The results of the present study indicate that EOs can be used as natural growth promoters in small ruminants and, at the same time, improve feed intake and feed efficiency. Furthermore, dietary supplementation with EOs improves nutrient digestibility, meat quality, and shelf life, as well as milk production and quality. The best result for milk production is obtained with EOs doses lower than 500 mg/kg DM and when the primary bioactive metabolite of the EOs is linalool, limonene, or mixtures of metabolites. Likewise, the best protein content in milk is obtained with supplementation periods longer than 70 days and with the use of EOs that have mixtures of bioactive metabolites.

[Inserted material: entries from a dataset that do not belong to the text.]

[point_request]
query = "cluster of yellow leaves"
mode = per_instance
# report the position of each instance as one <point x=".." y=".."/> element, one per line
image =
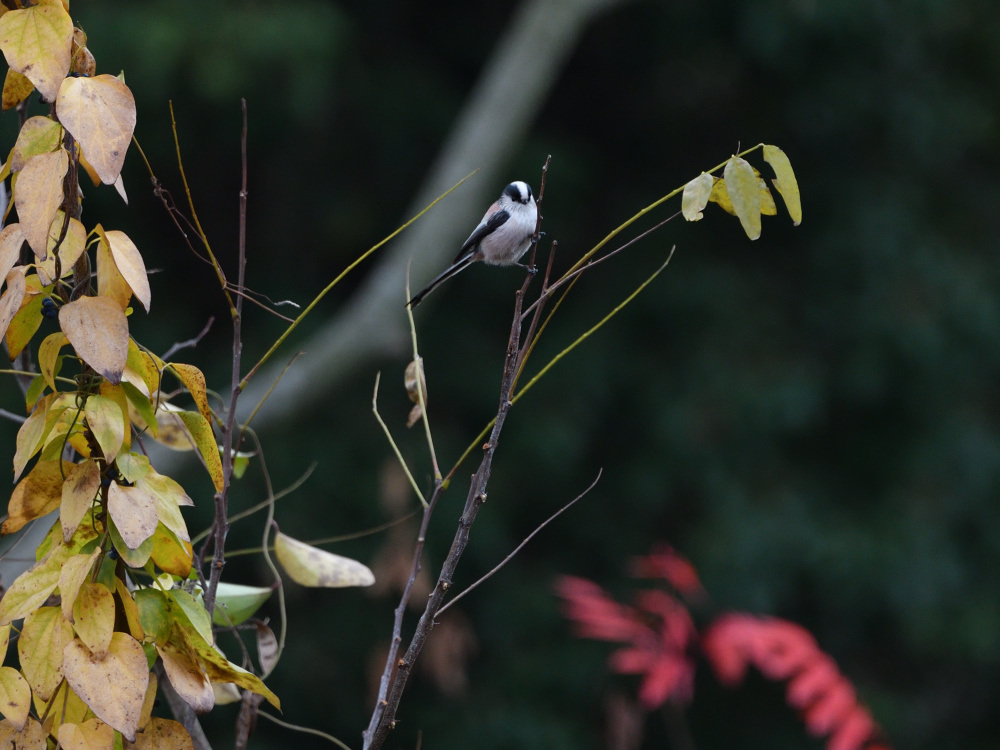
<point x="84" y="664"/>
<point x="742" y="192"/>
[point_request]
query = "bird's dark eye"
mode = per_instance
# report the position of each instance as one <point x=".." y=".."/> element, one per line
<point x="513" y="192"/>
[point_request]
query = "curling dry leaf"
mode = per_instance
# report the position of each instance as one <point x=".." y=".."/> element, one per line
<point x="15" y="697"/>
<point x="695" y="196"/>
<point x="98" y="330"/>
<point x="32" y="737"/>
<point x="107" y="423"/>
<point x="36" y="42"/>
<point x="43" y="638"/>
<point x="11" y="238"/>
<point x="134" y="512"/>
<point x="785" y="182"/>
<point x="185" y="672"/>
<point x="16" y="88"/>
<point x="100" y="113"/>
<point x="12" y="297"/>
<point x="114" y="687"/>
<point x="78" y="493"/>
<point x="92" y="734"/>
<point x="94" y="617"/>
<point x="162" y="734"/>
<point x="130" y="265"/>
<point x="39" y="493"/>
<point x="311" y="566"/>
<point x="38" y="194"/>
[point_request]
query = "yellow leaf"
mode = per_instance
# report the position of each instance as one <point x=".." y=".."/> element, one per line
<point x="98" y="330"/>
<point x="116" y="394"/>
<point x="4" y="641"/>
<point x="695" y="196"/>
<point x="66" y="708"/>
<point x="134" y="512"/>
<point x="73" y="245"/>
<point x="141" y="367"/>
<point x="10" y="302"/>
<point x="114" y="687"/>
<point x="147" y="704"/>
<point x="194" y="381"/>
<point x="131" y="612"/>
<point x="32" y="737"/>
<point x="311" y="566"/>
<point x="185" y="672"/>
<point x="204" y="441"/>
<point x="107" y="423"/>
<point x="133" y="466"/>
<point x="100" y="113"/>
<point x="110" y="282"/>
<point x="36" y="42"/>
<point x="11" y="239"/>
<point x="40" y="649"/>
<point x="38" y="494"/>
<point x="38" y="195"/>
<point x="170" y="554"/>
<point x="83" y="481"/>
<point x="28" y="318"/>
<point x="38" y="135"/>
<point x="785" y="182"/>
<point x="162" y="734"/>
<point x="16" y="88"/>
<point x="130" y="265"/>
<point x="75" y="571"/>
<point x="93" y="734"/>
<point x="169" y="496"/>
<point x="134" y="558"/>
<point x="94" y="617"/>
<point x="30" y="435"/>
<point x="48" y="356"/>
<point x="741" y="183"/>
<point x="15" y="697"/>
<point x="170" y="430"/>
<point x="140" y="409"/>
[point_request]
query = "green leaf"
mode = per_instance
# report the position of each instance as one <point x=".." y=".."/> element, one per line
<point x="236" y="603"/>
<point x="741" y="183"/>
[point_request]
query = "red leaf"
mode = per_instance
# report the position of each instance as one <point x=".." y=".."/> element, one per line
<point x="595" y="614"/>
<point x="807" y="686"/>
<point x="670" y="678"/>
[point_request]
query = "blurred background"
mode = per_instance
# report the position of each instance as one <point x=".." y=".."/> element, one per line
<point x="812" y="418"/>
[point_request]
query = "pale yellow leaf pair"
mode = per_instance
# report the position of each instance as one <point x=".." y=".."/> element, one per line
<point x="311" y="566"/>
<point x="114" y="687"/>
<point x="99" y="112"/>
<point x="36" y="42"/>
<point x="98" y="330"/>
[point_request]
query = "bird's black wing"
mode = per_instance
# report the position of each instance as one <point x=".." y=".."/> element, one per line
<point x="483" y="230"/>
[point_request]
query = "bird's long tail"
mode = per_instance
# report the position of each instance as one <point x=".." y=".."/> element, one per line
<point x="457" y="266"/>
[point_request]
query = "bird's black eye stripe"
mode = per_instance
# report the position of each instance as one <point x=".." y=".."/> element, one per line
<point x="513" y="192"/>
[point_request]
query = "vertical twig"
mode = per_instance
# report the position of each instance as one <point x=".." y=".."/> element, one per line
<point x="230" y="441"/>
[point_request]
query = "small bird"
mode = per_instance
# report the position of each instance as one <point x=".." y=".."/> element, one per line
<point x="502" y="237"/>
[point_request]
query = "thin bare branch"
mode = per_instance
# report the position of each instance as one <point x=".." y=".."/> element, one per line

Dietary supplementation with EOs improves fermentation and reduces environmental impact by increasing ruminal propionate concentration and by reducing methane emissions, ruminal ammonia nitrogen concentration, and the number of total protozoa and methanogens. The best ruminal propionate concentration is obtained when using EOs containing limonene, linalool, or eucalyptol as primary bioactive metabolites. The best result for rumen ammonia nitrogen is obtained with moderate doses (501–1000 mg/kg DM) of EOs and when the primary bioactive metabolite of the EOs is limonene, diallyl disulfide, or mixtures of metabolites. The best results for total protozoa were obtained with supplementation periods longer than 70 days and with the use of EOs having linalool, alpha-pinene, diallyl disulfide, or mixtures of bioactive metabolites. Finally, the results of serum metabolites indicate that EOs improve the antioxidant status in the blood of small ruminants.